202. Not so, my good M. Didron!—a very different personage, this; of whom more, presently, though the letters of her name are indeed so plainly, 'Libertas, at non liberalitas,' liberalitas being the Latin for largesse, not for franchise.

This, then, is the opposition between the Greek and Gothic dynasties, in their passionate or vital nature; in the animal and inbred part of them;—Classic and romantic, Static and exstatic. But now, what opposition is there between their divine natures? Between Theseus and Edward III., as warriors, we now know the difference; but between Theseus and Edward III, as theologians; as dreaming and discerning creatures, as didactic kings,—engraving letters with the point of the sword, instead of thrusting men through with it,—changing the club into the ferula, and becoming schoolmasters as well as kings; what is, thus, the difference between them?

Theologians I called them.

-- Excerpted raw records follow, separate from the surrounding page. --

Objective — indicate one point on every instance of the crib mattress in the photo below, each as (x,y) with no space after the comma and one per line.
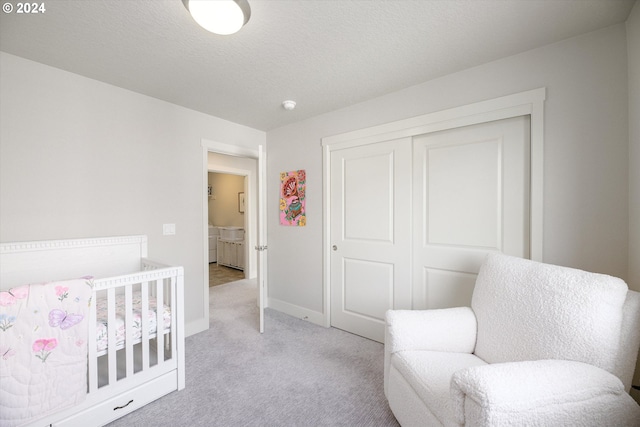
(102,326)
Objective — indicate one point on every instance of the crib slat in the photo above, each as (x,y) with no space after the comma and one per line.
(92,345)
(172,305)
(128,310)
(160,320)
(144,312)
(111,335)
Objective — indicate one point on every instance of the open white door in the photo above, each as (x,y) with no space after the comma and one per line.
(261,246)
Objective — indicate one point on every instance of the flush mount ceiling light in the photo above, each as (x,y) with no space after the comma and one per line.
(219,16)
(289,105)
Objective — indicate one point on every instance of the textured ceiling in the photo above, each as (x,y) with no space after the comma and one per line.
(324,54)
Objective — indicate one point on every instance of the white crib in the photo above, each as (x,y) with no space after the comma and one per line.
(133,371)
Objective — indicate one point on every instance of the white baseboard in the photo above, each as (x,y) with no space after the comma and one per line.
(296,311)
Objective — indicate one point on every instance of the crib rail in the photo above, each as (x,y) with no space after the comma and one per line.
(153,351)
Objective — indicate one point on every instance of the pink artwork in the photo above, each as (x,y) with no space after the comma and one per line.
(292,198)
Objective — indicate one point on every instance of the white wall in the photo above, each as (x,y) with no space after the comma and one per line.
(80,158)
(633,50)
(586,146)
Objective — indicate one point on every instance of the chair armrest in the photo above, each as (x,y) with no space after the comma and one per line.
(449,329)
(545,388)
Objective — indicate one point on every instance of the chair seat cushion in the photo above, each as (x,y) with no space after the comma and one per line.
(429,373)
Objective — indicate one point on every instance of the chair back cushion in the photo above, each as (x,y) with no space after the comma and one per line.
(528,310)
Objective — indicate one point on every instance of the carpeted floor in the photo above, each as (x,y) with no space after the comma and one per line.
(295,374)
(220,274)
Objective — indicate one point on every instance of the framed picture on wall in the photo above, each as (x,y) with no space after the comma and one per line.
(241,202)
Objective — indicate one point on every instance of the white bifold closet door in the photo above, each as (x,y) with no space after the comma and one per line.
(413,218)
(471,193)
(370,235)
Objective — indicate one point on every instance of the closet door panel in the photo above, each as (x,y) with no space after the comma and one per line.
(471,197)
(370,235)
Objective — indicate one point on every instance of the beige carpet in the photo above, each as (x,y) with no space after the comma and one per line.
(296,374)
(219,274)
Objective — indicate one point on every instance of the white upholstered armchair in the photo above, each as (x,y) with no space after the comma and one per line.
(541,345)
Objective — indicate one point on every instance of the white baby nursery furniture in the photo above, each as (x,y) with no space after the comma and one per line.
(99,303)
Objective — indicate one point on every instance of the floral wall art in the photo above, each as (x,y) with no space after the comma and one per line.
(292,198)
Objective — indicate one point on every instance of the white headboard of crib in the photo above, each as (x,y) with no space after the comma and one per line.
(23,263)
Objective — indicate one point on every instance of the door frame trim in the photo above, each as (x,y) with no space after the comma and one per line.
(230,150)
(529,103)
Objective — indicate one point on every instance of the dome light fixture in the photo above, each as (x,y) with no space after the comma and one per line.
(222,17)
(289,105)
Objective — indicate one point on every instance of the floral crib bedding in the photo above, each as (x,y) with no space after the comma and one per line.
(43,349)
(102,324)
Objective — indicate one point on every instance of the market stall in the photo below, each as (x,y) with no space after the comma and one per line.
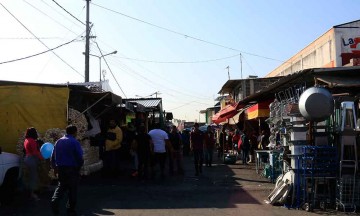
(313,124)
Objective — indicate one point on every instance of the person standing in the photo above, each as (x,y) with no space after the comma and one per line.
(113,141)
(161,142)
(235,139)
(197,146)
(32,159)
(144,151)
(222,142)
(209,144)
(66,160)
(176,143)
(185,139)
(245,147)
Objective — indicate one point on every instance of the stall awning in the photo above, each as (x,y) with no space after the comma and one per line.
(258,110)
(227,112)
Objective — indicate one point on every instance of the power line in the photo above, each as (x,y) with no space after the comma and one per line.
(30,38)
(179,62)
(40,40)
(185,35)
(49,17)
(110,69)
(61,14)
(68,12)
(23,58)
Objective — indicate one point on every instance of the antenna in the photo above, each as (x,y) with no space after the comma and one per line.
(228,67)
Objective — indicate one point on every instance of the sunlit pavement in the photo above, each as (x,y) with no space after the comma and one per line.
(219,190)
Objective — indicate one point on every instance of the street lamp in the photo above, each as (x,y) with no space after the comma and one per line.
(99,57)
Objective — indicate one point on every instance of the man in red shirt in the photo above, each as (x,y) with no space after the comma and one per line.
(197,146)
(209,144)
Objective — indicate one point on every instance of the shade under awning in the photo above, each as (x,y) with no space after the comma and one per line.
(258,110)
(227,112)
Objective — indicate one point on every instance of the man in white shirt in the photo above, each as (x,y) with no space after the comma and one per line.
(161,143)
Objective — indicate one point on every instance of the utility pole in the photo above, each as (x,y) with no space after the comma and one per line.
(87,44)
(241,65)
(228,67)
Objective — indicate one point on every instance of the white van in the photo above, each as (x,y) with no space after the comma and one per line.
(9,175)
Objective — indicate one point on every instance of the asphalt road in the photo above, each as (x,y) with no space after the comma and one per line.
(220,190)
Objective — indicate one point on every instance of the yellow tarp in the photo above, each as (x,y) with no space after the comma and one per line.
(23,106)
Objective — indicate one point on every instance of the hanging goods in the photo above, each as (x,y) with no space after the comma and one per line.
(316,104)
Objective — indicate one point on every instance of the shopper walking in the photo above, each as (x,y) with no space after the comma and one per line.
(144,151)
(209,144)
(161,142)
(245,147)
(197,146)
(31,160)
(222,142)
(66,160)
(176,143)
(114,137)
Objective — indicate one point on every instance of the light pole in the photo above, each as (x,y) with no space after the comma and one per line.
(99,57)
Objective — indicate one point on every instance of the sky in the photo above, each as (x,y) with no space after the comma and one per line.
(183,50)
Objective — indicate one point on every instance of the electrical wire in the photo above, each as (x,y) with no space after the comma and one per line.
(40,53)
(185,35)
(40,40)
(110,69)
(30,38)
(49,17)
(68,12)
(179,62)
(61,14)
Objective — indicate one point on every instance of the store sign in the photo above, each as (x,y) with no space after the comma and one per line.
(352,43)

Philologians would be a better word,—lovers of the {Greek: *Logos*}, or Word, by which the heavens and earth were made. What logos, about this Logos, have they learned, or can they teach?

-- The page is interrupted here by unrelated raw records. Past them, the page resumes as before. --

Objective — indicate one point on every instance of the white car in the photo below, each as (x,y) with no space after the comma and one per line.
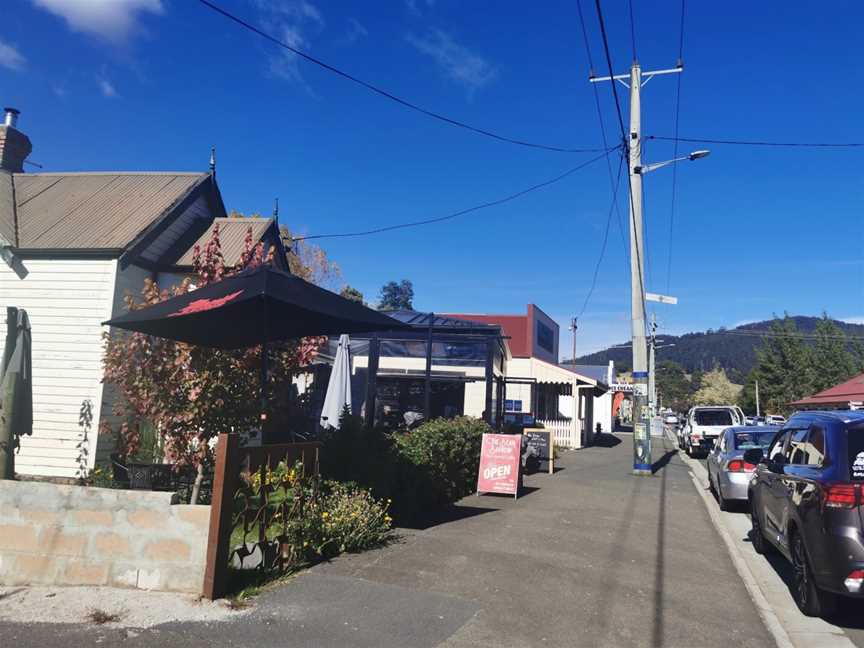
(704,425)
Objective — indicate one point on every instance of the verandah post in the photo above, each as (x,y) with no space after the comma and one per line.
(219,535)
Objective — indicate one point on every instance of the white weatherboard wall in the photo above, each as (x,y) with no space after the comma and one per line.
(66,300)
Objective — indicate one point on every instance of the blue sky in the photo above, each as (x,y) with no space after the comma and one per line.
(152,84)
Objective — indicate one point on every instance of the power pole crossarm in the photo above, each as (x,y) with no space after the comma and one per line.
(641,415)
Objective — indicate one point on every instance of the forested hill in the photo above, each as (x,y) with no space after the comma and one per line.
(732,349)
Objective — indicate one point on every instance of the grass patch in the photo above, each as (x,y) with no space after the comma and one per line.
(101,617)
(249,583)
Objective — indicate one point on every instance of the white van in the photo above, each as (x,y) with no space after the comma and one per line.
(704,424)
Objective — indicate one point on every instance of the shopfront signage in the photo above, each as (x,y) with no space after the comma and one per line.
(539,444)
(500,461)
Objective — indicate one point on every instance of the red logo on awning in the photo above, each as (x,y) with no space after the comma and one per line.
(201,305)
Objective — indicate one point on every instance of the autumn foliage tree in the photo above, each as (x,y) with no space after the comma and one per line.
(189,393)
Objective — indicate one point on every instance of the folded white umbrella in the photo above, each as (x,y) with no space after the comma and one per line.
(339,387)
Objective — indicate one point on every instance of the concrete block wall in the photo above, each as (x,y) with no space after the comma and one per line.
(72,535)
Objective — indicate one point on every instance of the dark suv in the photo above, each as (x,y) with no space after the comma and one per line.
(806,501)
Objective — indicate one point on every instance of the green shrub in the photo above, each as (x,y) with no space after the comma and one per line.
(421,471)
(448,452)
(310,520)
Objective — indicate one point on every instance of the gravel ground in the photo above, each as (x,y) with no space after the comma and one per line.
(135,608)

203. I showed you, in my first lecture, the Byzantine Greek lion, as descended by true unblemished line from the Nemean Greek; but with this difference: Heracles kills the beast, and makes a helmet and cloak of his skin; the Greek St. Mark converts the beast, and makes an evangelist of him.

Is not that a greater difference, think you, than one of mere decadence?

This 'maniera goffa e sproporzionata' of Vasari is not, then, merely the wasting away of former leonine strength into thin rigidities of death? There is another change going on at the same time,—body perhaps subjecting itself to spirit.

I will not teaze you with farther questions. The facts are simple enough. Theseus and Heracles have their religion, sincere and sufficient,—a religion of lion-killers, minotaur-killers, very curious and rude; Eleusinian mystery mingled in it, inscrutable to us now,—partly always so, even to them.

204. Well; the Greek nation, in process of time, loses its manliness,—becomes Graeculus instead of Greek. But though effeminate and feeble, it inherits all the subtlety of its art, all the cunning of its mystery; and it is converted to a more spiritual religion. Nor is it altogether degraded, even by the diminution of its animal energy. Certain spiritual phenomena are possible to the weak, which are hidden from the strong;—nay, the monk may, in his order of being, possess strength denied to the warrior. Is it altogether, think you, by blundering, or by disproportion in intellect or in body, that Theseus becomes St. Athanase? For that is the kind of change which takes place, from the days of the great King of Athens, to those of the great Bishop of Alexandria, in the thought and theology, or, summarily, in the spirit of the Greek.